A curious thing happened after the financial crisis in 2008. When stocks fell, the buying opportunity of a lifetime presented itself to people who could buck the sour mood—as Timothy Geithner writes in his recent book, serious investors began discussing buying gold and burying it in your backyard as a real investment option. Few investors did this, which is partly why equities remained so low in 2009 and took several years to recover.

For those who had the appetite for risk and believed equities could return, the question wasn’t whether to buy or not; it was what to buy. Just buying an index fund offered a 5-year CAGR of about 17%. Over that time horizon, that kind of return is often considered impossible, but from 2009 to 2013, it was as simple as buying shares in SPY.

Stock selection, of course, could allow for a much stronger return. For instance, a portfolio of just Apple (AAPL) and Google (GOOG) offered a CAGR over double what SPY offered. More complex long-only portfolios would offer returns that outperformed the index; since 2009, the doomsayers have been silenced by the performance of the bulls.

Of course, a portfolio of GOOG and AAPL has poor risk protection, and other long-only portfolios can be criticized as offering too much exposure to a bear market.

Another strategy to hedge risk would be to offer greater diversification amongst sectors, size, and markets. Yet diversification for the sake of diversification will not produce alpha over the long term; the idea behind the diversification must be strategic.

One strategy for diversifying while remaining in a long-only portfolio also has the paradox virtue of outperforming in a sluggish economy. It’s also helpful because it correlates well with deflationary environments, which is also usually bad for stocks. It’s also very simple: buy buyback achievers.
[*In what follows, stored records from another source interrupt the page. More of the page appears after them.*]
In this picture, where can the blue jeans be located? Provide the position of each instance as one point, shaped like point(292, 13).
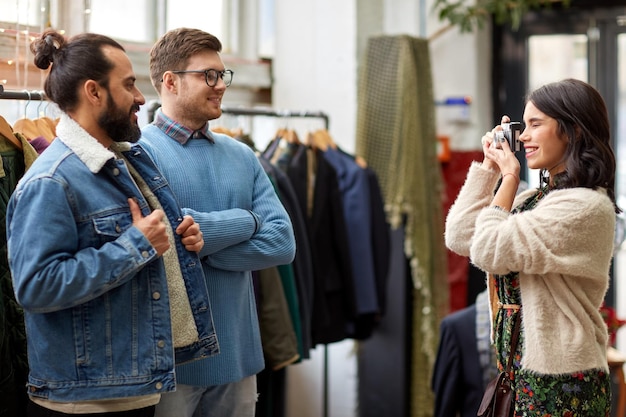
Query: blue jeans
point(237, 399)
point(35, 410)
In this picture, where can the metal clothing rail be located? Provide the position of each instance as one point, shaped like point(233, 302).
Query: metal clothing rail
point(21, 94)
point(242, 111)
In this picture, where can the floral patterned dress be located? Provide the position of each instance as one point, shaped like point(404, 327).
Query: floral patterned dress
point(579, 394)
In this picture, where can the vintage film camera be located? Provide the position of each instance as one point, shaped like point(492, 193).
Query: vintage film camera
point(511, 133)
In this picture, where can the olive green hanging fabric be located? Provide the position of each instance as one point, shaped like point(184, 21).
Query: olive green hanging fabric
point(396, 136)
Stock buybacks are a simple concept: a company can put shares in the market, and they can remove those shares from circulation. Removing shares is called a stock buyback, and requires using cash on hand or debt to buy back stocks.

Why would a company do this? There are three main reasons:

  1. The company believes its stock is undervalued to intrinsic value, so the stock is a good buy.
  2. The company believes sales will not grow at a healthy rate, so it wants to increase its earnings per share by lowering the total number of shares in the market.
  3. The company wants to return capital to shareholders, but does not want the inflexibility of increasing dividends.
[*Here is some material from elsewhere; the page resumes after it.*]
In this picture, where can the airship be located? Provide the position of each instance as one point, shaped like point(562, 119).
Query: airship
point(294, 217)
In each of these cases, share buybacks are very good for shareholders. On the one hand, it’s a case of supply and demand; with less supply of a company’s stock in the market, its price is likelier to rise. On the other hand, it’s a case of making capital work more efficiently in a sluggish economy.

Share buybacks have become increasingly popular with large cap companies in recent years, and those who anticipated this trend and saw its value for shareholders have profited handsomely for the insight, with minimal effort and research required. Compared to SPY, the buyback achiever ETF (PKW) has offered a CAGR of over 21%—an alpha of nearly 4% over 5 years by buying a single index fund, even with a high expense ratio and while remaining a comparable risk profile and market exposure.

What’s particularly interesting is how stock buybacks have only outperformed post-crisis; before the recession, PKW was a dog:

PKW

Click on image to zoom

In 2007 and 2008, SPY’s return was far better than PKW’s, but that all changed in 2009, and the spread between the two has widened every year since. This is partly a result of low borrowing costs and partly a result of major cash on hand. Companies can buy back their stock by issuing bonds at historically low rates. A year ago, AAPL issued $17 billion in bonds paying between .5% and 4% while buying back $100 billion in stock, locking in very cheap money while moving some of its $144 billion in cash reserves to stockholders.

When looking at how bond yields influence stocks, most investors think of the search for yield and the reallocation of capital towards greater risk. That is part of the story, but not all. Additionally, low yields allow corporations to restructure their capital allocation higher up the capital chain; in other words, they can swap common stock for preferred stock and bonds in a way that actually costs them nothing, and will actually increase their margins in the long run. This is partly how stocks have been able to outperform even while the economy remains sluggish.

This trend has had one other funny effect on markets—the price-to-sales ratio has gone haywire. The S&P 500 P/S ratio has gone higher and higher every quarter, which has signaled to some bears a market top. Yet those bears need to calculate the total number of shares outstanding and adjust for the higher rate of increased share buybacks since 2009. Such a calculation would be very hard to do, requiring complicated math and a lot of data. This is why any analysis of this aspect of the market will be limited to in-house, buy-side analysts, and the results will be kept under lock and key.

Those analysts who do figure this out, and who can adjust the P/S level for the changing volume of shares, will have an incredibly valuable market edge that will offer even greater alpha in the future.